Is there a more or less reliable way to tell whether data at some location in memory is a beginning of a processor instruction or some other data?
For example, E8 3F BD 6A 00
may be call
instruction (E8
) with relative offset of 0x6ABD3F
, or it might be three bytes of data belonging to some other instruction, followed by push 0
(6A 00
).
I know the question sounds silly and there is probably no simple way, but maybe instruction set was designed with this problem in mind and maybe some simple code examining +-100 bytes around the location can give an answer that is very likely correct.
I want to know this because I scan program's code and replace all calls to some function with calls to my replacement. It's working this far but it's not impossible that at some poin开发者_运维问答t, as I increase number of functions I'm replacing, some data will look exactly like a function call to that exact address, and will be replaced, and this will cause a program to break in a most unexpected fashion. I want to reduce the probability of that.
If it is your code (or another one which retaining linking and debug info), the best way is to scan symbol/relocation tables in object file. Otherwise there's no reliable way to determine if some byte is inctruction or data.
Possibly the most efficient method to qualify data is recursive disassembling. I. e. disassembling code from enty point and from all jump destinations found. But this is not completely reliable, because it does not traverse jump tables (you can try to use some heuristics for this, but this is not completely reliable too).
Solution for your problem would be patch function being replaced itself: overwrite its beginning with jump inctruction to your function.
Unfortunately, there is no 100% reliable way to distinguish code from data. From the CPU point of view, code is code only when some jump opcode induces the processor into trying to execute the bytes as if they were code. You could try to make a control flow analysis by beginning with the program entry point, and following all possible execution paths, but this may fail in the presence of pointers to function.
For your specific problem: I gather that you want to replace an existing function with a replacement of your own. I suggest that you patch the replaced function itself.

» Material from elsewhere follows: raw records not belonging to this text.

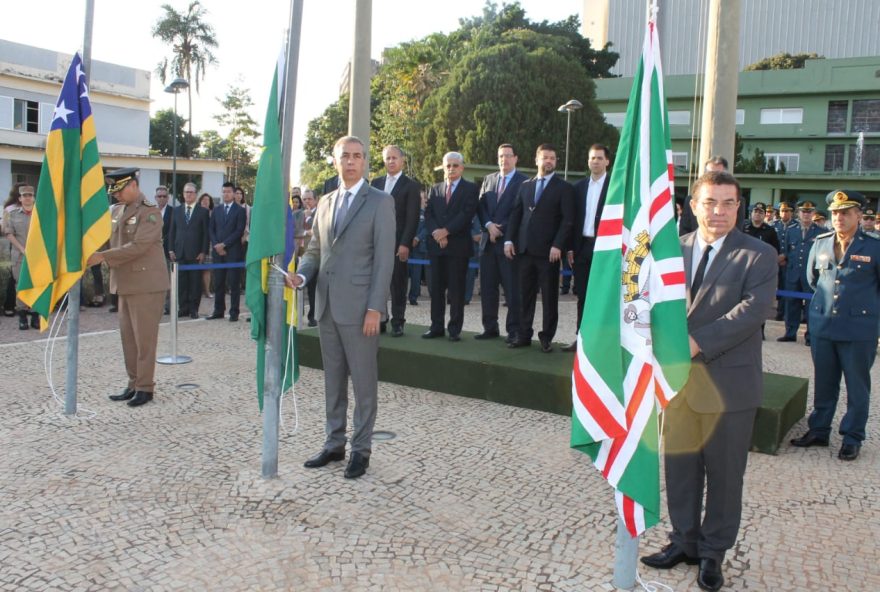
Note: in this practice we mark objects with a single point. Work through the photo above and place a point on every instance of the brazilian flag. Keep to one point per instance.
(71, 218)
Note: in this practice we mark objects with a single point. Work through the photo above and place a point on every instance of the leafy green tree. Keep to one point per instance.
(162, 134)
(191, 39)
(240, 143)
(784, 61)
(511, 92)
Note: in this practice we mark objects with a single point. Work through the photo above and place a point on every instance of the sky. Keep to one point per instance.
(249, 35)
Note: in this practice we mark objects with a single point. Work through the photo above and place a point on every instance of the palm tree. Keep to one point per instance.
(191, 40)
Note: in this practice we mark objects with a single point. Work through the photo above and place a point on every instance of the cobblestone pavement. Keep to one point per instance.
(470, 495)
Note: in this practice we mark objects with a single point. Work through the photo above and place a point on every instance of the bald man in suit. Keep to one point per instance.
(731, 284)
(351, 257)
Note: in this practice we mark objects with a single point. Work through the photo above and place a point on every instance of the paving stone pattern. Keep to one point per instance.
(470, 495)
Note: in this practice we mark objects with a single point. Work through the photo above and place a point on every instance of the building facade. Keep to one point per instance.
(819, 126)
(30, 81)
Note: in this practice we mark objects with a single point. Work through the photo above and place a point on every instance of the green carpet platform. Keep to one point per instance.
(526, 377)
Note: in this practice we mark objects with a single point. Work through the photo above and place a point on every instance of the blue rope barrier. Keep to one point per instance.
(195, 266)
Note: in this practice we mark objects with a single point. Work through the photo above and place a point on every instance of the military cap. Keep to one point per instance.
(842, 200)
(118, 179)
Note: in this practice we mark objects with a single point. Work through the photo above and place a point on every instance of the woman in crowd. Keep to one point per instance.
(207, 202)
(15, 226)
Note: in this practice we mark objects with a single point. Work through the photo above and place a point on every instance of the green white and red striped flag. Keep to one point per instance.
(633, 354)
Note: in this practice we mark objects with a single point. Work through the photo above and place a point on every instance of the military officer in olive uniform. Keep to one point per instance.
(798, 241)
(844, 269)
(138, 275)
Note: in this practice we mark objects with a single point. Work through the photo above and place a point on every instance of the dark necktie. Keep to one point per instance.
(701, 271)
(341, 211)
(539, 190)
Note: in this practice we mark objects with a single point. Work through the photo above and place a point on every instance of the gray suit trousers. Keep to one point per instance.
(710, 449)
(346, 351)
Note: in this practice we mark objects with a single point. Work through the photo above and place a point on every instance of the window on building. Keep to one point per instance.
(6, 112)
(866, 116)
(783, 161)
(615, 119)
(837, 112)
(26, 116)
(679, 118)
(778, 116)
(834, 157)
(868, 160)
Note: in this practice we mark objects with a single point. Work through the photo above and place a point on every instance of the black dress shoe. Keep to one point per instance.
(123, 396)
(357, 465)
(669, 557)
(140, 398)
(848, 452)
(323, 458)
(487, 335)
(710, 577)
(809, 439)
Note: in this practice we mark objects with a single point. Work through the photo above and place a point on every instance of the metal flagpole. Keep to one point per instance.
(73, 296)
(275, 330)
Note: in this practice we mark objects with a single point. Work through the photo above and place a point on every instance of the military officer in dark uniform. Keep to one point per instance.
(798, 241)
(138, 275)
(844, 269)
(757, 228)
(869, 222)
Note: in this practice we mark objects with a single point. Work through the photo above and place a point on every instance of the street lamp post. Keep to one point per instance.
(572, 105)
(177, 85)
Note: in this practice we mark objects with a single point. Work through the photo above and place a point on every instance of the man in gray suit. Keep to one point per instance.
(351, 257)
(731, 283)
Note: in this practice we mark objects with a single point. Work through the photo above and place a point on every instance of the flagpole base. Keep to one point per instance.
(626, 555)
(174, 360)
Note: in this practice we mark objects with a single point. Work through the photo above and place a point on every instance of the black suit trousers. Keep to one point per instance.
(222, 277)
(708, 449)
(537, 273)
(189, 288)
(495, 270)
(583, 260)
(398, 292)
(447, 278)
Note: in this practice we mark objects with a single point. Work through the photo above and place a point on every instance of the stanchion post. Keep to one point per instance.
(172, 305)
(272, 383)
(626, 554)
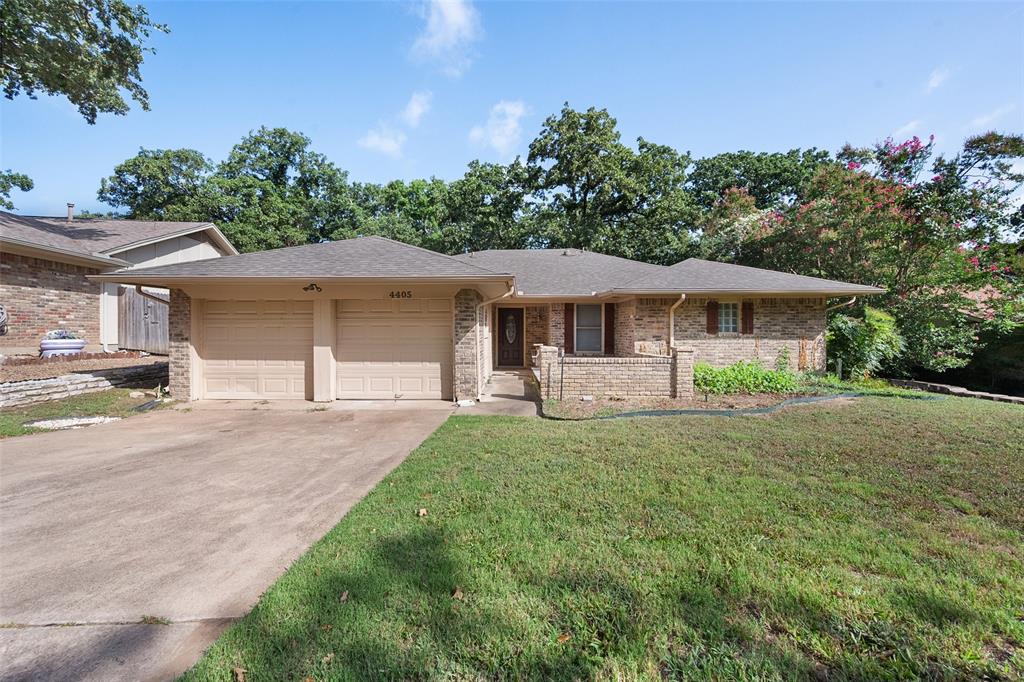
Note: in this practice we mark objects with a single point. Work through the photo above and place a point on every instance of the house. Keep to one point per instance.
(370, 317)
(45, 264)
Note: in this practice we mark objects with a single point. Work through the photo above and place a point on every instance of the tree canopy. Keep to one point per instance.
(86, 50)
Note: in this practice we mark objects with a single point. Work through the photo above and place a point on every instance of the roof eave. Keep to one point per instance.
(127, 276)
(46, 252)
(215, 232)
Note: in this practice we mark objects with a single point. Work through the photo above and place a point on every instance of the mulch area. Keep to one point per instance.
(576, 409)
(16, 372)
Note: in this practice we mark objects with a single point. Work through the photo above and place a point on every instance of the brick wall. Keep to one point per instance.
(797, 325)
(467, 356)
(572, 377)
(179, 322)
(625, 328)
(537, 327)
(42, 295)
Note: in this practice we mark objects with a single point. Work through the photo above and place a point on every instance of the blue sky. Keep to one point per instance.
(402, 90)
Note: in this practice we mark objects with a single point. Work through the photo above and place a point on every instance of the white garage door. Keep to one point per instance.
(394, 348)
(257, 349)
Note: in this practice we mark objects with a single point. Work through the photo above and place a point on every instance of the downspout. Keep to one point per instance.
(479, 370)
(842, 305)
(138, 290)
(672, 322)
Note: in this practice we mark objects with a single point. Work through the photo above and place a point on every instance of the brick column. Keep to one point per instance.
(467, 356)
(179, 323)
(547, 365)
(682, 373)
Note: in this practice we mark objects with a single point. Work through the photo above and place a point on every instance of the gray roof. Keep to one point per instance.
(561, 271)
(359, 257)
(90, 237)
(696, 275)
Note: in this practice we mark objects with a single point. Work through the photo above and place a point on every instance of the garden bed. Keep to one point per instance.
(608, 407)
(47, 368)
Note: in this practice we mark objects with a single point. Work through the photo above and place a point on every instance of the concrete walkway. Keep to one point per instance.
(184, 516)
(509, 392)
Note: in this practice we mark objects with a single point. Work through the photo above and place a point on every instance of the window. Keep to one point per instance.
(728, 317)
(588, 318)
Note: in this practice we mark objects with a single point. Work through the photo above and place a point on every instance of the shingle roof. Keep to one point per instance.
(696, 275)
(359, 257)
(560, 271)
(88, 236)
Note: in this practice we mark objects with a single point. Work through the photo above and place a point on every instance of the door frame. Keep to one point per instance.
(498, 340)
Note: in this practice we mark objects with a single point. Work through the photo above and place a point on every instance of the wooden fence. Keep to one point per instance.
(142, 323)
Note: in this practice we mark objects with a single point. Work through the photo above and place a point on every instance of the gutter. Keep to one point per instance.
(842, 305)
(477, 312)
(672, 323)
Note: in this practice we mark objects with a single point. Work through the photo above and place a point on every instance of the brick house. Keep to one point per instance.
(45, 265)
(370, 317)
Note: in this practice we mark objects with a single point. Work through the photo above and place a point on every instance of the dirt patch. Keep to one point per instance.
(576, 409)
(16, 372)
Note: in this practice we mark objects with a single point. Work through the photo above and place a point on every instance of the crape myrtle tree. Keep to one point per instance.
(924, 226)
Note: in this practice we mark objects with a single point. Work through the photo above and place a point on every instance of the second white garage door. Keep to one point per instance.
(394, 349)
(257, 349)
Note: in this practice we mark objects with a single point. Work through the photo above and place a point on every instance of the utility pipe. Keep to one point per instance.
(672, 322)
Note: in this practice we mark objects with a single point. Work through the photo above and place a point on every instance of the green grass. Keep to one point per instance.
(879, 540)
(113, 402)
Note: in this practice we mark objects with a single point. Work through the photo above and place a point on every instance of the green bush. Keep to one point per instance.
(741, 378)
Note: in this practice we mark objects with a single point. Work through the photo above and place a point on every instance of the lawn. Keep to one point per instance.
(113, 402)
(882, 539)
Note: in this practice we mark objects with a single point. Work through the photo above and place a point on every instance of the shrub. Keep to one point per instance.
(741, 378)
(864, 345)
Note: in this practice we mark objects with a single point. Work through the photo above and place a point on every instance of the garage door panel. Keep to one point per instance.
(394, 349)
(257, 349)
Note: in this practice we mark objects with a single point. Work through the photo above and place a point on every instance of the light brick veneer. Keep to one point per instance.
(795, 324)
(43, 295)
(467, 354)
(572, 377)
(179, 323)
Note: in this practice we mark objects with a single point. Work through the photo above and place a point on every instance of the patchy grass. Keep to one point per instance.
(881, 540)
(113, 402)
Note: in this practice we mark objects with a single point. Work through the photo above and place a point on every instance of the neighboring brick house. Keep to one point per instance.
(45, 265)
(371, 317)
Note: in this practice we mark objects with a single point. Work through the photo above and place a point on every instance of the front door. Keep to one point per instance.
(510, 346)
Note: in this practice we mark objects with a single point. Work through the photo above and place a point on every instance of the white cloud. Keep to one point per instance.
(985, 120)
(502, 131)
(906, 129)
(384, 139)
(937, 78)
(453, 26)
(417, 108)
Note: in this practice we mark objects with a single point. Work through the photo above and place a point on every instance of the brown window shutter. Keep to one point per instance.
(609, 329)
(747, 320)
(713, 316)
(569, 328)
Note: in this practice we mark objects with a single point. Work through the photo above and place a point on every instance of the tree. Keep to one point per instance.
(155, 180)
(923, 227)
(8, 181)
(87, 50)
(595, 193)
(772, 179)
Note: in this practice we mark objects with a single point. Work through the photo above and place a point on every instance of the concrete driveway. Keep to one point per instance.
(183, 516)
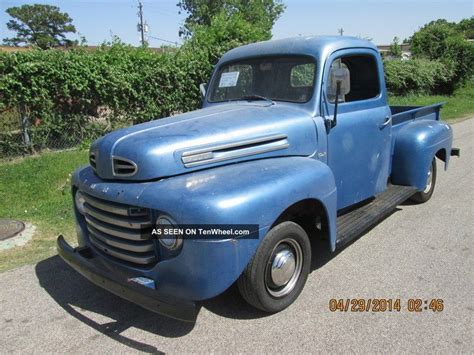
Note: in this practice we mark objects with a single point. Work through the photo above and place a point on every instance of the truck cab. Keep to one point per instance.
(294, 136)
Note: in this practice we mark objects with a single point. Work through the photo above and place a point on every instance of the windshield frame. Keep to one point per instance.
(215, 76)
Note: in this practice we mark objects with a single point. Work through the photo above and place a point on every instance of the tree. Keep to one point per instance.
(430, 40)
(466, 27)
(447, 42)
(262, 13)
(395, 49)
(39, 25)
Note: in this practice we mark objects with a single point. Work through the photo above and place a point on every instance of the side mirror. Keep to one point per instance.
(203, 89)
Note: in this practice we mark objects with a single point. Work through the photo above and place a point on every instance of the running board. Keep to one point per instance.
(353, 223)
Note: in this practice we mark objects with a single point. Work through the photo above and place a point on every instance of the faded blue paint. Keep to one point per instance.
(339, 167)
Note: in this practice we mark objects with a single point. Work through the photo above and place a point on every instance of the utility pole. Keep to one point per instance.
(141, 26)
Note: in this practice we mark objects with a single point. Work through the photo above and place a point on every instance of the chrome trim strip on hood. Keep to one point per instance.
(234, 150)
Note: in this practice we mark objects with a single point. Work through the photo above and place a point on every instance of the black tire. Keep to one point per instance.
(425, 195)
(256, 284)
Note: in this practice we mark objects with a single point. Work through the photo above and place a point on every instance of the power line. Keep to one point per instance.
(164, 40)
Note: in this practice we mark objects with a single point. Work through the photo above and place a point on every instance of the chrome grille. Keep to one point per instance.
(123, 167)
(120, 230)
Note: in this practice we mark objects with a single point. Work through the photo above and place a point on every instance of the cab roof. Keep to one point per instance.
(314, 46)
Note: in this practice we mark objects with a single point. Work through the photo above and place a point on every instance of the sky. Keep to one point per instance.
(379, 20)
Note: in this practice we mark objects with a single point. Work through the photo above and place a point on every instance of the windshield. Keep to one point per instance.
(273, 78)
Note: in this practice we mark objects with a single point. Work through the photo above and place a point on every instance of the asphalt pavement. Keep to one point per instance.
(419, 252)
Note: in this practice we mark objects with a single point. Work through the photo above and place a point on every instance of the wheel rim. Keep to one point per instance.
(283, 268)
(429, 181)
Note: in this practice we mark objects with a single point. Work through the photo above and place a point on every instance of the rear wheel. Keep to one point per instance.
(425, 195)
(277, 273)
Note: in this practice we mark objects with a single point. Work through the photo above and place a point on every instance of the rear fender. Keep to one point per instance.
(416, 144)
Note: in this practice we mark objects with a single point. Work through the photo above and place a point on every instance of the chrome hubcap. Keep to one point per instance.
(283, 268)
(429, 181)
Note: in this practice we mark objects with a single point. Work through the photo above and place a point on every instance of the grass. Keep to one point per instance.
(37, 190)
(458, 105)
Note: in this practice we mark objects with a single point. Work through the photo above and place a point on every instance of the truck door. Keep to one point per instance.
(359, 144)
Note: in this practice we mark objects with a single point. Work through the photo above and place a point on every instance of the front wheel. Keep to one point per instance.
(277, 273)
(425, 195)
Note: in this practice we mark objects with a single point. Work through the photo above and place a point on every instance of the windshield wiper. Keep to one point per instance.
(253, 97)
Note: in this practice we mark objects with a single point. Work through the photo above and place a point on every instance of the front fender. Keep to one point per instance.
(254, 192)
(416, 145)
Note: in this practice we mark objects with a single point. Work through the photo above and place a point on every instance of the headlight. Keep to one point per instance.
(79, 200)
(172, 242)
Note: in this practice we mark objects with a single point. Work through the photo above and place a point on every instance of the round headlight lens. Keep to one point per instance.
(173, 241)
(79, 200)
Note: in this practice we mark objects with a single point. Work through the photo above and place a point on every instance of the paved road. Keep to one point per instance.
(420, 251)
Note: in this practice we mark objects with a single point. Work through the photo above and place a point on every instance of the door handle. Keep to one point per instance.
(388, 119)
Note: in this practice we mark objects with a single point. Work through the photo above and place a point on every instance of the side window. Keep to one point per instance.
(364, 80)
(302, 75)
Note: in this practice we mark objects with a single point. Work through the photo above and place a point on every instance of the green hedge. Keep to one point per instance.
(76, 95)
(418, 76)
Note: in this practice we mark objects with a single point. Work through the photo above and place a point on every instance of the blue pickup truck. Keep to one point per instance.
(295, 137)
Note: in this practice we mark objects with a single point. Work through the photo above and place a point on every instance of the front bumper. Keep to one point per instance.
(81, 260)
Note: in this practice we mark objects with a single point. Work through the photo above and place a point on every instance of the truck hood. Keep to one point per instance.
(203, 138)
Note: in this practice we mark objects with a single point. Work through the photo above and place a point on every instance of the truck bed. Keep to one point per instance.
(402, 114)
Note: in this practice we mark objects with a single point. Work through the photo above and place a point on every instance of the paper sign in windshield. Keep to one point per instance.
(229, 79)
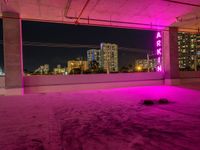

I.e., instead of locating all calls to the foo()
function and replacing them with a call to bar()
, just replace the first bytes of foo()
with a jump to bar()
(a jmp
, not a call
: you do not want to mess with the stack). This is less satisfactory because of the double jump, but it is reliable.
It is impossible to distinguish data from instruction in general and this is because of von Neumann architecture . Analyzing the code around is helpful and disassembly tools do this. (This may be helpful. If you can't use IDA Pro /it is commercial/, use another disassembly tool.)
Plain code have a very specific entropy, so it's quite easy to distinglish it from most data. However, it's a probabilistic approach, but a large enough buffer of plain code can be recognized (especially compiler output, when you can also recognize patterns, like beginning of a function).
Also, some opcodes are reserved for future, others are available only from kernel mode. In this case by knowing them and knowing how to compute the instruction lengths (you could try a routine written by Z0mbie for that), you can do it.
Thomas suggests the right idea. To implement it properly, you need to disassemble the first few instructions (the part you would overwrite with the JMP
) and generate a simple trampoline function that executes them then jumps to the rest of the original function.
There's libraries that do this for you. A well-known one is Detours but it has somewhat awkward licensing conditions. A nice implementation of the same idea with a more permissive license is Mhook.